ANN ARBOR, Mich. – Almost nine years ago to the date, Michigan football took down the Connecticut Huskies to remain undefeated and ranked among the top 20 teams in the country. Sounds a lot like what happened Saturday in Ann Arbor, right? Well, during the time in between, the program has made a complete transformation.
It was early Saturday morning outside Michigan Stadium when a friend and I started reminiscing about that 2013 game against UConn. I had made the 10-hour drive in my cousin’s Chevrolet Cobalt and parked in the grass next to what looked like an abandoned airport runway. We heard “Roar” by Katy Perry on the radio at least 10 times.
The Wolverines were ranked 15th in the nation, and Connecticut was, well, really bad. We didn’t expect to see much of a game, but back then, you never really knew with Michigan.
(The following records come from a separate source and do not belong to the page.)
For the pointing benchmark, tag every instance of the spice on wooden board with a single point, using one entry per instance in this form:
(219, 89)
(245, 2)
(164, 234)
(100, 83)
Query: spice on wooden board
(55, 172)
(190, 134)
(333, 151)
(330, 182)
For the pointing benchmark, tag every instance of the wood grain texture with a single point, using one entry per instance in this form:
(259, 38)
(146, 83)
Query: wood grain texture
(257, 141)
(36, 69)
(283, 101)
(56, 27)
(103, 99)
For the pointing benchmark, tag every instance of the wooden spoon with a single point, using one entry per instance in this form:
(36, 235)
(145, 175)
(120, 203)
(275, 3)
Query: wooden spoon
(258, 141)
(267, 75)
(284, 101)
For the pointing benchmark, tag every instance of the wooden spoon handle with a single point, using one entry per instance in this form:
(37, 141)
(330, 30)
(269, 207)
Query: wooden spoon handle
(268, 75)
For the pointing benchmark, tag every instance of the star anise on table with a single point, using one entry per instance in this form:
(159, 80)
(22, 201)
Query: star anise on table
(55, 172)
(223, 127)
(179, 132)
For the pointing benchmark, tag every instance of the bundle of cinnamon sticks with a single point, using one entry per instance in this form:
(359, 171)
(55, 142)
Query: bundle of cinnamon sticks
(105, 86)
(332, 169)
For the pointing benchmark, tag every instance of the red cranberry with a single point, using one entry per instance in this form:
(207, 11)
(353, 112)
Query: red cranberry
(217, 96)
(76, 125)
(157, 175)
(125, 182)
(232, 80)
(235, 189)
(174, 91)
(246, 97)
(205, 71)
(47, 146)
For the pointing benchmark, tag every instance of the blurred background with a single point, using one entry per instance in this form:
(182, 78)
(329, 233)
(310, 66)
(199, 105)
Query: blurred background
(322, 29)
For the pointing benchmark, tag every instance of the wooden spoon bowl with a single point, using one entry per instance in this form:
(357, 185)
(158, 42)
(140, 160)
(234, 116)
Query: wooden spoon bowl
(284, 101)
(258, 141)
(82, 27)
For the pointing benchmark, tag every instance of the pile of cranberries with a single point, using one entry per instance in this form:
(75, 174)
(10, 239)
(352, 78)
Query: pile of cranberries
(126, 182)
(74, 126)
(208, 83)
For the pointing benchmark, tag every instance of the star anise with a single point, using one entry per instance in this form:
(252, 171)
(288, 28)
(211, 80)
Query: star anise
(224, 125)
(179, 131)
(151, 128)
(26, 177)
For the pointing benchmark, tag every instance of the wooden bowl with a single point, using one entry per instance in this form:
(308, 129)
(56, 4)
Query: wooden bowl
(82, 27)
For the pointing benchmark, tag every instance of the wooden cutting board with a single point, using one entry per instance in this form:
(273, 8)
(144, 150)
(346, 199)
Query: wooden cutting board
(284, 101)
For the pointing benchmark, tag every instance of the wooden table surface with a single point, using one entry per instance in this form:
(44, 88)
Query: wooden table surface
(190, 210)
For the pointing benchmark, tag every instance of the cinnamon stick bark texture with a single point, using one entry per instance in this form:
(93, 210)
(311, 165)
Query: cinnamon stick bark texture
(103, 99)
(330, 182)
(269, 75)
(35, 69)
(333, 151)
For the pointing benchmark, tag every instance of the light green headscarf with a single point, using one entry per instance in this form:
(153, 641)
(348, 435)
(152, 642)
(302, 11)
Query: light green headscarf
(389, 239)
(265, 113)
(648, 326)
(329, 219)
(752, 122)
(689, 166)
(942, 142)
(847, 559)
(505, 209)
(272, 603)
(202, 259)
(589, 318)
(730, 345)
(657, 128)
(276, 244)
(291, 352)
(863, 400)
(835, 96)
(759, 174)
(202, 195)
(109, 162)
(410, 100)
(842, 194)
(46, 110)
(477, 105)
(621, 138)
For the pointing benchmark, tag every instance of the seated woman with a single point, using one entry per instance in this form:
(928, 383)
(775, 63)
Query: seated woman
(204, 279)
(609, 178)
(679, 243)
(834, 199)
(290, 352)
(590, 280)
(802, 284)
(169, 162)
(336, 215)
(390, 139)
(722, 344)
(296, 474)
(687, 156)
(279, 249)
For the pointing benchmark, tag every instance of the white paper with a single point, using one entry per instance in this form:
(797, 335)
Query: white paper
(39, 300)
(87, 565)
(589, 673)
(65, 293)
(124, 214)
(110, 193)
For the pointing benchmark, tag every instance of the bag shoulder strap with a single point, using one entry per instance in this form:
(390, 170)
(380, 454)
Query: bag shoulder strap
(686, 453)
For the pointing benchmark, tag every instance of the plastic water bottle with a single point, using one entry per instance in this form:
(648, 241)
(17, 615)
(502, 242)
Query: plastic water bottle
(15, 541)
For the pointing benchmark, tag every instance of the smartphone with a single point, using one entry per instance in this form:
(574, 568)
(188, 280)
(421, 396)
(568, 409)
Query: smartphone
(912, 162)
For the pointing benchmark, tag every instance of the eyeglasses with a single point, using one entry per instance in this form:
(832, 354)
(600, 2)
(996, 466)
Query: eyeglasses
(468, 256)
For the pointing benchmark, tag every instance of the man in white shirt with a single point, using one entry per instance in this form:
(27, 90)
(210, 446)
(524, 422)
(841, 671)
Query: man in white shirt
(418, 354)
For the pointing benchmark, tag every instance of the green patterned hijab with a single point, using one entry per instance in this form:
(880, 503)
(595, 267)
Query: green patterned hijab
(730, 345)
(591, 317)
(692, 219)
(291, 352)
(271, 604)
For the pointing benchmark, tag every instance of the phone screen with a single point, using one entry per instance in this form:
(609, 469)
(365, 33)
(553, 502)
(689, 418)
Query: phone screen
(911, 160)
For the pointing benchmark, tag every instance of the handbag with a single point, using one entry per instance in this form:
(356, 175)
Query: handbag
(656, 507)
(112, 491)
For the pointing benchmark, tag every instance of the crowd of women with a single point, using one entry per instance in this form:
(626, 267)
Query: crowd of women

Heck, the Wolverines needed a last-second stand to avoid losing to Akron just a week prior.
Sept. 21, 2013
As it turned out, Michigan’s 24-21 win in East Hartford wasn’t a tale of triumph. It inspired no confidence for the future, instead serving as just another reminder that the program was far from where it wanted to be.
Connecticut came in 0-2 after blowout home losses to Towson and Maryland. The Huskies would ultimately start the season 0-9 before finishing with a trio of wins in November.
The point is that UConn was terrible. That team had no business competing with Michigan or any other team in the Power Five.
But alas, with six minutes remaining in the third quarter, the Wolverines found themselves trailing by two touchdowns. Connecticut had scored twice in the second quarter and then returned a Devin Gardner fumble for a third score to open the second half.
It was shaping up to be another non-conference embarrassment for the program. Appalachian State, Toledo ... what was one more, right?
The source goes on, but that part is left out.